The Impact LX88+ is a full-size keyboard controller with 88 semi-weighted keys. It won’t give you the feel of a real piano, but it will provide a decent compromise on a budget.
It provides a wide range of assignable controls, including nine faders and eight knobs. We have to say, we aren’t overly keen on the faders, they don’t feel as good as others on our list. But we also must keep reminding ourselves what’s on offer for the money here.
The pitch and mod wheels feel good enough, our slight complaint is the positioning above the keys instead of to the left. You get a complete set of transport controls with easy integration with major DAW software.
The Impact LX88+ has eight velocity-sensitive RGB performance pads, which are surprisingly good. Again, they aren’t like MPC pads, but they are better than some more expensive controllers. There aren’t many more features to mention, but you get the basics, like keyboard zones and modes (split/layer).
Nektar includes a copy of Bitwig 8-track DAW, but it’s just as effective for Pro Tools or for Studio One, etc.
The best for FL Studio
We love Akai controllers, but admittedly, the Fire isn’t one of our favorites. It’s one of those products that was a bit hit-and-miss with its target audience.
We decided to include it because it’s purpose-built for FL Studio, and that makes it potentially the best controller for FL Studio. You’ll love it or hate it, but for the right user, it deserves to be on the list.
The Akai Fire is a grid controller for FL Studio. It’s the first dedicated controller for FL Studio. It features a powerful 4×16 matrix with velocity-sensitive pads. The layout mirrors what FL Studio users will already be used to, making it a smooth transition.
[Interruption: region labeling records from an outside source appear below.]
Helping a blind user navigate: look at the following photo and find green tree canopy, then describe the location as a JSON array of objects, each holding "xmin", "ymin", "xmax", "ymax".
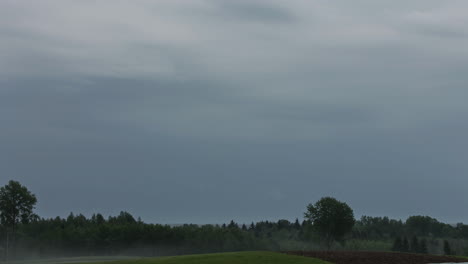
[
  {"xmin": 304, "ymin": 197, "xmax": 355, "ymax": 249},
  {"xmin": 0, "ymin": 181, "xmax": 37, "ymax": 227}
]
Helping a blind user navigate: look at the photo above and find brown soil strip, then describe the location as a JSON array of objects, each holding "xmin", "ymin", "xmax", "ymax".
[{"xmin": 284, "ymin": 251, "xmax": 468, "ymax": 264}]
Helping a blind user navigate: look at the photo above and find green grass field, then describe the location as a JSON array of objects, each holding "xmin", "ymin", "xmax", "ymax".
[{"xmin": 70, "ymin": 251, "xmax": 329, "ymax": 264}]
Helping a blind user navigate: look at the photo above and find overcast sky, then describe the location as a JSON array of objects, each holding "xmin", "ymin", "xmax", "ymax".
[{"xmin": 0, "ymin": 0, "xmax": 468, "ymax": 223}]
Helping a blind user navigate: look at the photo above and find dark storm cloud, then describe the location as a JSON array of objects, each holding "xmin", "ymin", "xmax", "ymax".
[{"xmin": 0, "ymin": 1, "xmax": 468, "ymax": 223}]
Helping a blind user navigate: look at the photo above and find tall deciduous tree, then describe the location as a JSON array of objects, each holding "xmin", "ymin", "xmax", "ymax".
[
  {"xmin": 304, "ymin": 197, "xmax": 355, "ymax": 250},
  {"xmin": 0, "ymin": 181, "xmax": 37, "ymax": 260}
]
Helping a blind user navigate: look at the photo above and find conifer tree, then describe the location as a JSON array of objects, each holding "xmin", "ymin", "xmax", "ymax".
[
  {"xmin": 401, "ymin": 237, "xmax": 410, "ymax": 252},
  {"xmin": 444, "ymin": 240, "xmax": 452, "ymax": 255},
  {"xmin": 410, "ymin": 236, "xmax": 419, "ymax": 253},
  {"xmin": 419, "ymin": 238, "xmax": 428, "ymax": 254},
  {"xmin": 392, "ymin": 237, "xmax": 403, "ymax": 252}
]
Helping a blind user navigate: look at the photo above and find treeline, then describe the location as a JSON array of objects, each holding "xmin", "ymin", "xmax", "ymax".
[
  {"xmin": 0, "ymin": 212, "xmax": 468, "ymax": 257},
  {"xmin": 352, "ymin": 216, "xmax": 468, "ymax": 240},
  {"xmin": 0, "ymin": 212, "xmax": 308, "ymax": 258}
]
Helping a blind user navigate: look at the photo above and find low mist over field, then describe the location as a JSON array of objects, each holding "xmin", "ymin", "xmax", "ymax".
[{"xmin": 0, "ymin": 0, "xmax": 468, "ymax": 227}]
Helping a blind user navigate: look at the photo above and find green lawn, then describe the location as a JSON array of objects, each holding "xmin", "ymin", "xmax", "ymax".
[{"xmin": 77, "ymin": 251, "xmax": 330, "ymax": 264}]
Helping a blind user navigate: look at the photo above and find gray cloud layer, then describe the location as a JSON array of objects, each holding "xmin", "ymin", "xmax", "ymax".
[{"xmin": 0, "ymin": 0, "xmax": 468, "ymax": 223}]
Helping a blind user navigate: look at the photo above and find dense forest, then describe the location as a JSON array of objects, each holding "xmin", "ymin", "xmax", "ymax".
[
  {"xmin": 0, "ymin": 212, "xmax": 468, "ymax": 257},
  {"xmin": 0, "ymin": 181, "xmax": 468, "ymax": 260}
]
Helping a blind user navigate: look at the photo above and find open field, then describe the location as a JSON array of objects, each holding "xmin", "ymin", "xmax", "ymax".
[
  {"xmin": 7, "ymin": 251, "xmax": 329, "ymax": 264},
  {"xmin": 0, "ymin": 256, "xmax": 135, "ymax": 264},
  {"xmin": 287, "ymin": 251, "xmax": 468, "ymax": 264}
]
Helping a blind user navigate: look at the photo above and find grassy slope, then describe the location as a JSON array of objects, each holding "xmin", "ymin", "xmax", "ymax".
[{"xmin": 84, "ymin": 251, "xmax": 330, "ymax": 264}]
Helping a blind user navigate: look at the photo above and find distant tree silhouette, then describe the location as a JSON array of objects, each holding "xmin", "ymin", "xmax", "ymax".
[
  {"xmin": 304, "ymin": 197, "xmax": 355, "ymax": 250},
  {"xmin": 392, "ymin": 237, "xmax": 403, "ymax": 252},
  {"xmin": 444, "ymin": 240, "xmax": 453, "ymax": 255},
  {"xmin": 0, "ymin": 181, "xmax": 38, "ymax": 261},
  {"xmin": 418, "ymin": 238, "xmax": 428, "ymax": 254},
  {"xmin": 410, "ymin": 236, "xmax": 420, "ymax": 253},
  {"xmin": 401, "ymin": 237, "xmax": 410, "ymax": 252}
]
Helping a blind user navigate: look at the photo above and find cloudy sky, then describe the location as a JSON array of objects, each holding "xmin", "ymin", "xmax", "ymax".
[{"xmin": 0, "ymin": 0, "xmax": 468, "ymax": 223}]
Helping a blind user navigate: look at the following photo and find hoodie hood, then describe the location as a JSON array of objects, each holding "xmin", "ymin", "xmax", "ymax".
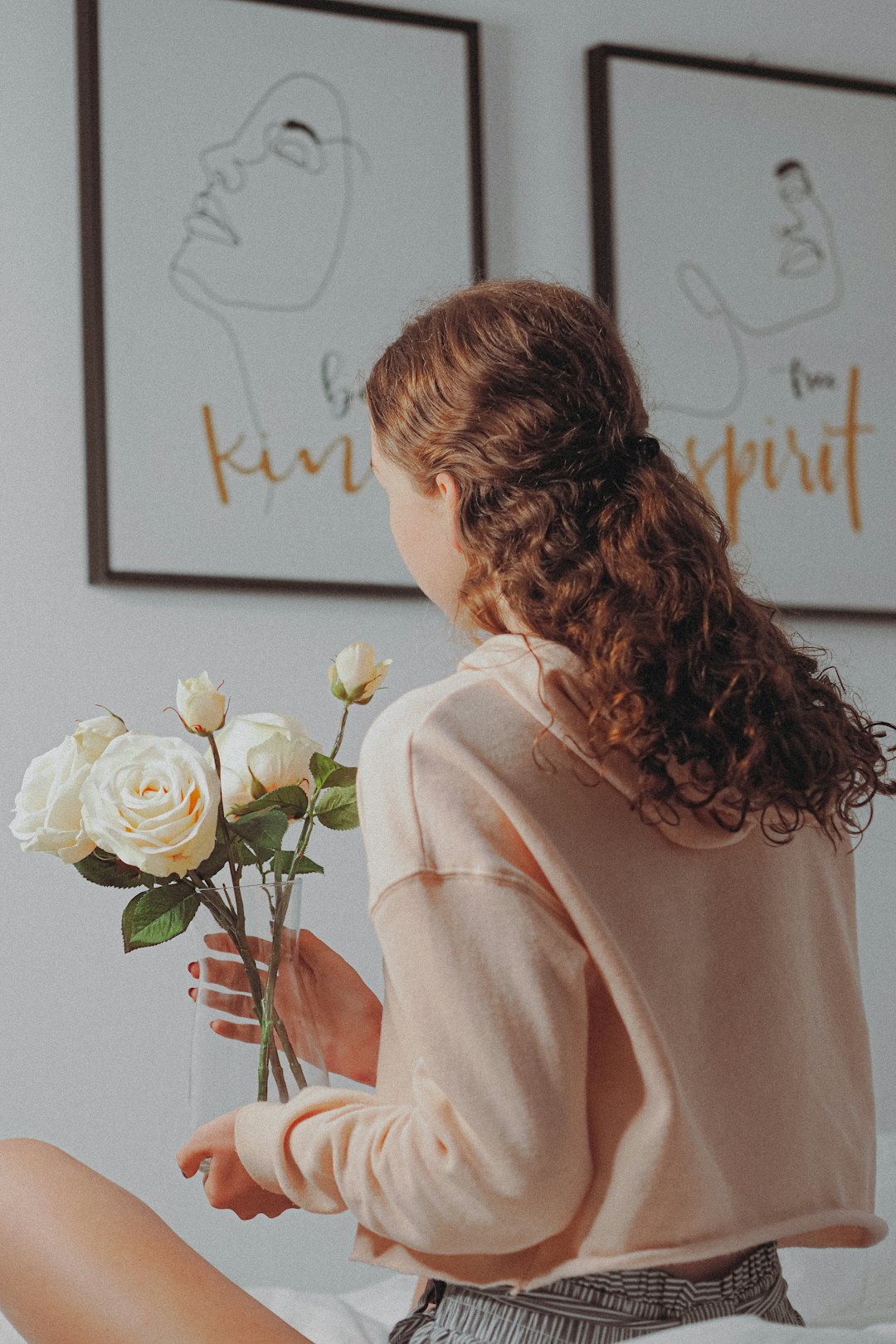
[{"xmin": 457, "ymin": 635, "xmax": 757, "ymax": 850}]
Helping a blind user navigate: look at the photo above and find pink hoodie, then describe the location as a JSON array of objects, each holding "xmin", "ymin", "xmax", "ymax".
[{"xmin": 236, "ymin": 635, "xmax": 887, "ymax": 1290}]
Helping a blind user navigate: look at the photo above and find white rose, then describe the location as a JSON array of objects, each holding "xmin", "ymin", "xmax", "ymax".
[
  {"xmin": 206, "ymin": 713, "xmax": 324, "ymax": 816},
  {"xmin": 9, "ymin": 738, "xmax": 95, "ymax": 863},
  {"xmin": 74, "ymin": 713, "xmax": 128, "ymax": 761},
  {"xmin": 176, "ymin": 672, "xmax": 227, "ymax": 733},
  {"xmin": 82, "ymin": 733, "xmax": 219, "ymax": 878},
  {"xmin": 328, "ymin": 640, "xmax": 392, "ymax": 704}
]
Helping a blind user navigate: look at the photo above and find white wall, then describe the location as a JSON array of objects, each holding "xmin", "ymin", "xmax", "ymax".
[{"xmin": 0, "ymin": 0, "xmax": 896, "ymax": 1290}]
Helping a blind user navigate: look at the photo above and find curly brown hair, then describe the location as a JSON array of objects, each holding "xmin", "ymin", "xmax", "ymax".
[{"xmin": 365, "ymin": 280, "xmax": 896, "ymax": 845}]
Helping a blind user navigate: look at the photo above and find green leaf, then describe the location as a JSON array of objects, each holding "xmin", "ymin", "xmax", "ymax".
[
  {"xmin": 314, "ymin": 785, "xmax": 360, "ymax": 830},
  {"xmin": 280, "ymin": 850, "xmax": 324, "ymax": 874},
  {"xmin": 230, "ymin": 808, "xmax": 289, "ymax": 858},
  {"xmin": 196, "ymin": 840, "xmax": 227, "ymax": 878},
  {"xmin": 75, "ymin": 850, "xmax": 146, "ymax": 887},
  {"xmin": 310, "ymin": 752, "xmax": 335, "ymax": 789},
  {"xmin": 234, "ymin": 783, "xmax": 308, "ymax": 821},
  {"xmin": 121, "ymin": 882, "xmax": 199, "ymax": 952}
]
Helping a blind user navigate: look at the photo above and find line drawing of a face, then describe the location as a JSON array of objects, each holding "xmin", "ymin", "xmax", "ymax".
[
  {"xmin": 171, "ymin": 74, "xmax": 360, "ymax": 312},
  {"xmin": 775, "ymin": 158, "xmax": 827, "ymax": 278},
  {"xmin": 168, "ymin": 72, "xmax": 369, "ymax": 467},
  {"xmin": 662, "ymin": 158, "xmax": 844, "ymax": 418}
]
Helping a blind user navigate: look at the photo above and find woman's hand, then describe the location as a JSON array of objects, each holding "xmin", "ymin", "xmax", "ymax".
[
  {"xmin": 178, "ymin": 1110, "xmax": 295, "ymax": 1219},
  {"xmin": 189, "ymin": 928, "xmax": 382, "ymax": 1086}
]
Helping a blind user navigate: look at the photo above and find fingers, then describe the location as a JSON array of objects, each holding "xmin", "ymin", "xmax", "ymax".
[
  {"xmin": 189, "ymin": 957, "xmax": 267, "ymax": 995},
  {"xmin": 174, "ymin": 1127, "xmax": 208, "ymax": 1176},
  {"xmin": 187, "ymin": 985, "xmax": 256, "ymax": 1017},
  {"xmin": 208, "ymin": 1017, "xmax": 262, "ymax": 1045}
]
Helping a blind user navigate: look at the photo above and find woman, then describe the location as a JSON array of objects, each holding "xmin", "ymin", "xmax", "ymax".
[{"xmin": 0, "ymin": 281, "xmax": 896, "ymax": 1344}]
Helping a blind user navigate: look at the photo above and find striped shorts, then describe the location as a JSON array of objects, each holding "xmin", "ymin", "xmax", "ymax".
[{"xmin": 388, "ymin": 1242, "xmax": 806, "ymax": 1344}]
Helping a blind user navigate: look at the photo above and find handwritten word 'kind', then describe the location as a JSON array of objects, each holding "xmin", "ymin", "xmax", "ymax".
[
  {"xmin": 202, "ymin": 406, "xmax": 371, "ymax": 504},
  {"xmin": 685, "ymin": 366, "xmax": 874, "ymax": 542}
]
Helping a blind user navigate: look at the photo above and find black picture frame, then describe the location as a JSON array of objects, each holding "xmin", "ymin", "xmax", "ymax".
[
  {"xmin": 75, "ymin": 0, "xmax": 486, "ymax": 597},
  {"xmin": 586, "ymin": 43, "xmax": 896, "ymax": 618}
]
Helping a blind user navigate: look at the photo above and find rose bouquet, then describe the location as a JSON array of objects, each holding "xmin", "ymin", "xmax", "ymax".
[{"xmin": 9, "ymin": 642, "xmax": 392, "ymax": 1101}]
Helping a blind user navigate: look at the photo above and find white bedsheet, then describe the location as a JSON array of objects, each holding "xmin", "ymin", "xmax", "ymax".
[{"xmin": 0, "ymin": 1274, "xmax": 896, "ymax": 1344}]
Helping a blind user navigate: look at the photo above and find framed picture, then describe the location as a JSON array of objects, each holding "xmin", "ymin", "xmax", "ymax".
[
  {"xmin": 588, "ymin": 46, "xmax": 896, "ymax": 613},
  {"xmin": 78, "ymin": 0, "xmax": 485, "ymax": 592}
]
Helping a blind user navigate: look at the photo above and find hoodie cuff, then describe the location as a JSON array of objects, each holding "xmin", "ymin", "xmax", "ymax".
[{"xmin": 234, "ymin": 1101, "xmax": 298, "ymax": 1195}]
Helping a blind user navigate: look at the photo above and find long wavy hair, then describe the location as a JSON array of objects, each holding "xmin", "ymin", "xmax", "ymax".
[{"xmin": 365, "ymin": 280, "xmax": 896, "ymax": 847}]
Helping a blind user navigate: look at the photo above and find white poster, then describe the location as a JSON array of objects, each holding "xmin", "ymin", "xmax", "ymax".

Instead of looking to add new functionality, the Fire controller aims to provide as close to a mouse-free experience as you can get. You can navigate menus, the channel rack, the browser, and the toolbar without touching a mouse.
It has a small but useful display and dedicated transport controls. The transport controls are handy when overdubbing, allowing you to jam over previously recorded parts until you are ready to record again.
The velocity-sensitive pads are small and take some getting used to, especially in performance mode. Performance mode lets you play instruments in real-time, as you would with a MIDI keyboard. Sequencing is far easier, and that’s where the Fire has the most value because it’s such a time saver.
We’ve picked 10 of the best MIDI controllers available in various shapes and sizes. Our list has everything from compact keyboard controllers to full-size hammer-action keys and everything in between.
We’ve also catered to different DAWs and budgets, so there’s something to suit everyone. Whatever you need, it’s probably on this list.